Рассказ о Вавилонской башне есть рассказ об общении, о словах, и он искусно — то есть, весело — играет словами.
Издевательское замечание о том, что для вавилонян кирпичи были вместо камней, а битум заменял известковый раствор (вот извращенцы!) построен на каламбурах. Кирпич — «левена», камень — «ле’эвен». Битум — «хемар», известь — «хемер».
Весь рассказ — об имени, «шем». Строители «делают себе имя». Так ведь Шем — это один из сыновей Ноя, именно потомки Шема и строят башню. Вы не помните такого сына у Ноя? Потому что по-русски это имя произносили и произносят «Хам». Потомки Хама, говорит рассказчик, «поселились там». «Там» на иврите — «шам», еще один каламбур. Наконец, игра слов есть в самом главном: «Вавилон» произведено от «балал/бавел», «смешивать» — именно этот глагол употребляет Ягве в ст. 7: «взболтаем», «смешаем» их язык.
Профессор Эдуард Гринштейн (университет Бар-Илан) остроумно подметил, что про камни и битум — не лишний элемент, не вставка, как полагали многие комментаторы, а самый цимес. Потому что язык похож на здание: слова — камни, кирпичи, грамматика — скрепляющий раствор.
Люди до потопа, комментировал этот рассказ Раши в XI веке, враждовали между собой и поэтому навлекли на себя гнев Божий. Бог открыл шлюзы небес (все помнят, что при сотворении мира Бог разделил воды на те, которые на земле, и те, которые над небом?). Теперь люди сдружились и хотят сделать башню для неба, чтобы эти шлюзы нельзя было закрыть. Представьте, что у вас в канализации завелись крохотные горбоносые человечки. Им неприятно, когда вы принимаете душ, и они начинают строить башню, чтобы заткнуть слив.
Человечков можно о понять, но и Творца можно понять: он же обещал больше не устраивать потопа. Его обещаниям нужно верить!
«Взболтать и смешать» язык означает, писал Раши, что теперь один рабочий просит у другого кирпич, а тот дает ему камень.
Существовал более древний, шумерский рассказ о вавилонской башне. Клинописную табличку с ним обнаружил, собрал из осколков Сэмюэл Кремер и опубликовал в 1968 году. Согласно этому рассказу, божество «изменило речь в их устах, создало разделение речи, в речи людской, которая раньше была одна».
Так что видеть в рассказе о Вавилонской башне только сатиру на башню в Вавилоне не следует. Хотя язык штука со многими измерениями, и рассказ, конечно, есть и аллюзия на миф о боге Мардуке, который живет в башне Эсагиль. Библия называет башню довольно пренебрежительно — «мигдал», обозначение сторожевой вышки, ничего сверхъестественного.

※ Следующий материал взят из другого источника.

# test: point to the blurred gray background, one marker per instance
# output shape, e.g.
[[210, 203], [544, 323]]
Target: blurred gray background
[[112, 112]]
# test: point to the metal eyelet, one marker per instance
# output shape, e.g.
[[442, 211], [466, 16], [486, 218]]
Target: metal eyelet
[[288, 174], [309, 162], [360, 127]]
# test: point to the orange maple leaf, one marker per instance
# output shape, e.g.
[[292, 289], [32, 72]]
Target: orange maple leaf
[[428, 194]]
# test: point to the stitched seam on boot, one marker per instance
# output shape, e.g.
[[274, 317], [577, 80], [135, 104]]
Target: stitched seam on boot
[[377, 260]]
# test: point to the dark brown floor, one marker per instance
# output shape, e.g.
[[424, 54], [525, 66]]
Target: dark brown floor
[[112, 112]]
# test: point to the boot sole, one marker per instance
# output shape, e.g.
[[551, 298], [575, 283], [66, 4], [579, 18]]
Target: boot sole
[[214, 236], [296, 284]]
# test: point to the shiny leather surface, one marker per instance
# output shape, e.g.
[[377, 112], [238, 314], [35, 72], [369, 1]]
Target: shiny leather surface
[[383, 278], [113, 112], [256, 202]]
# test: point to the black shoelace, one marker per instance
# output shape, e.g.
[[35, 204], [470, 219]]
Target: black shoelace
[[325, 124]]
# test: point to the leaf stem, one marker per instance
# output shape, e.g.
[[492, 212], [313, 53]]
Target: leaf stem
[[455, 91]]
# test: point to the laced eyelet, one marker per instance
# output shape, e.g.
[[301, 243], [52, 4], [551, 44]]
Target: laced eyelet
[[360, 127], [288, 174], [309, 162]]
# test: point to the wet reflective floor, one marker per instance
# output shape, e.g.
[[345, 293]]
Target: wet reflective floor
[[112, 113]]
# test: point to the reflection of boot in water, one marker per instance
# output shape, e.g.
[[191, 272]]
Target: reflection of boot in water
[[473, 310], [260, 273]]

Так что традиционное понимание рассказа как попытки конкурировать с Богом не вполне верно. Это традиционное понимание хорошо выразил Кафка: «Если бы можно было построить Вавилонскую башню, не поднимаясь на нее, строительство было бы допущено».
Интеллектуалы ХХ века как Вальтер Беньямин и Жак Деррида делали этот рассказ мифом о невозможности полноценного общения, о том, что всякое понимание есть асимптота, стопроцентное понимание невозможно.
Пессимистичненько. Идеологи либертарианство, «правые» делали из этого рассказа миф о недопустимости, о богопротивности всякой централизации. Каждый да живет на своей ферме, никакого федерального правительства, никаких налогов, тихое и мирное житие поживем, управляя своими жёнами и детьми, рабами и скотом. Как библейские патриархи. Проблемы с пониманием? Никаких проблем, потому что общение придумали интеллигенты, а настоящий мужик немногословен. Пригрозит кулаком — все всё поймут.
Это, конечно, дешевая и опасная демагогия. Рассказ о Вавилонской башне прежде всего объяснял, что каждый народ должен жить в своей стране. Вавилон согрешил, уведя евреев в плен. В депортации, конечно, ничего хорошего нет, но и представление о том, что мир заранее поделен Богом на этнические — они же языковые — кластеры, совершенно иррационально. Авторы рассказа не просто не понимали, что в мире языков намного больше, чем им кажется. Они просто «в упор не замечали», вытесняли из сознания тот факт, что не существует моноэтнических регионов, что всегда рядом есть кто-то, говорящий на другом языке. В конце концов, даже родители, даже жена или муж, даже родные дети всегда говорят немножко не на том языке, на котором говорит гордый отец семейства.
Так что мир возможен не путем хуторизации, обособления людей по ячейкам, а только через единое планетарное государство — демократическое, разумеется. «Демократическое» — то есть, без претензий быть богом, такие претензии суть всякого авторитаризма, деспотизма и тоталитаризма.